The laws of chess aren't just how the pieces move but rules on score keeping, the clock, draws, illegal moves, how to settle disputes and more.

Even if this site wanted to offer a FIDE rating they couldn't get FIDE to agree to it.  Online ratings let you track progress and estimate a strength because like goldendog said they try to make it close to other ratings like FIDE.


So, FIDE rating can be used only for one type of game with fixed rules without flexibility. Furthermore since FIDE organization doesn't permit to use FIDE rating then we use another rating system (probably worse than FIDE) and try to make it close to FIDE. Is it true?

waffllemaster
mahdihatam wrote:
waffllemaster wrote:

FIDE isn't a system, it's an international organization.  FIDE doesn't offer it's rating to everybody, they only offer it to people who play in sanctioned tournaments.  These tournaments must be supervised by an arbiter who is certified to know the rules of chess.

The laws of chess aren't just how the pieces move but rules on score keeping, the clock, draws, illegal moves, how to settle disputes and more.

Even if this site wanted to offer a FIDE rating they couldn't get FIDE to agree to it.  Online ratings let you track progress and estimate a strength because like goldendog said they try to make it close to other ratings like FIDE.


So, FIDE rating can be used only for one type of game with fixed rules without flexibility. Furthermore since FIDE organization doesn't permit to use FIDE rating then we use another rating system (probably worse than FIDE) and try to make it close to FIDE. Is it true?


Yes, that's about right.  The math used to make the ratings are the same (or very close) but people don't treat them the same for different reasons.

One reason you really couldn't brag about your online rating is because you might have cheated to get it... no one really knows unless they play you face to face.  So because FIDE events are supervised and have strict rules people can be sure your FIDE rating really means something.

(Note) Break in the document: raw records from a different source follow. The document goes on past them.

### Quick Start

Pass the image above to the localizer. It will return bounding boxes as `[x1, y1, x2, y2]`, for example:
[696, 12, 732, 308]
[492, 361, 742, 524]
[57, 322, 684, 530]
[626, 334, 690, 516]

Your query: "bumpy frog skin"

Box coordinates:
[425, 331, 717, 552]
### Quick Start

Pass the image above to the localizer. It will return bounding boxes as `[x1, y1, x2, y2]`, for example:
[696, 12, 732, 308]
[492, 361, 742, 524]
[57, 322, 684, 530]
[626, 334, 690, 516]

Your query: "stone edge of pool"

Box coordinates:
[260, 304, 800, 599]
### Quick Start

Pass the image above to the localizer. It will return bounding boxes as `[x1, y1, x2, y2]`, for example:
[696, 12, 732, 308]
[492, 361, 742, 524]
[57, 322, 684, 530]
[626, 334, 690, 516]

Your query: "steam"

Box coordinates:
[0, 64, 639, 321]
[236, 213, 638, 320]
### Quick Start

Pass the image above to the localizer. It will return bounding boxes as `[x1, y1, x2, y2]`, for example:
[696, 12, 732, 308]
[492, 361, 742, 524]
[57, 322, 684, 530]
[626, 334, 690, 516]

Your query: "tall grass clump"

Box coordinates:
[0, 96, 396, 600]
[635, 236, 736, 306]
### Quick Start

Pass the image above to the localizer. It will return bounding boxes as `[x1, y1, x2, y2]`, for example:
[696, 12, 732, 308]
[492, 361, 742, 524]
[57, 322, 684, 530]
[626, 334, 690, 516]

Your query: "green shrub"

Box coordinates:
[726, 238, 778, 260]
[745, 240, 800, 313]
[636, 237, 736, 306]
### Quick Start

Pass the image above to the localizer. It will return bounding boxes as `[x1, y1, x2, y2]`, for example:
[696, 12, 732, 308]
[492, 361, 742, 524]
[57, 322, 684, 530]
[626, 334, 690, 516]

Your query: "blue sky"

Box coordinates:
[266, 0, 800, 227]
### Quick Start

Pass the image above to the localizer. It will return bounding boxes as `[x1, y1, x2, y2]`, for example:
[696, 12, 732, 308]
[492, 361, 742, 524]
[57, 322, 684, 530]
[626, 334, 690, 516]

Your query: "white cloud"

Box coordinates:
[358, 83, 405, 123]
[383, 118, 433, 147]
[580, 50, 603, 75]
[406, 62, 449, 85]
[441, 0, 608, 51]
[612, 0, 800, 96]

Even so when I see someone here at chess.com that is much higher rated than me I assume they're better even if they have no FIDE rating or where I live I have a USCF rating which is similar.  I don't assume people cheat, but that's just one reason people think of the ratings as different.

waffllemaster
ajedrecito wrote:

It's better than FIDE for our purposes. Why would you say it is worse? As it is, FIDE is a standard and chess.com ratings make no effort to be close to FIDE. They just happen to correlate somewhat.


The staff started the big thread on regulating the inflating bullet rating even introducing ratings caps for those that aren't titled and who don't play.  I believe it was erik who said he was pleased that some of the other ratings were close to FIDE.  All this to say I do think they make an effort to be close... or at least it's on their minds anyway.

waffllemaster
ajedrecito wrote:

I didn't say they don't make an effort, I said the rating make no effort. There isn't a category that's reliably within 100 points of FIDE.


I have to agree.  Someone was saying live blitz here was pretty close, but doesn't seem like it to me.  Ok I've only played 1 day worth of blitz here but really anywhere you play online for one reason or another it seems like the quality of opponents is simply lower for a given rating.

Except sometimes ICC lol.  I've run into some 1700-1800 blitz players who seem really really strong.  Of course their "best" in that category is usually something like 400-500 points higher and I wonder how they fell as low as 1800 heh.

mahdihatam
waffllemaster wrote:

Except sometimes ICC lol.  I've run into some 1700-1800 blitz players who seem really really strong.  Of course their "best" in that category is usually something like 400-500 points higher and I wonder how they fell as low as 1800 heh.


yes, I agree. A chess player with blitz rating 1200 can easily achieve standard rating 1600-1700 ! However these are only numbers. It may two rating systems are exactly the same but has different scale or bias etc. for example

rating1=2 x rating2 +300

ratings 1 and 2 above are exactly the same but have different numbers. Do FIDE and standard ratings have one-to-one relations (like above ratings) in  similar conditions?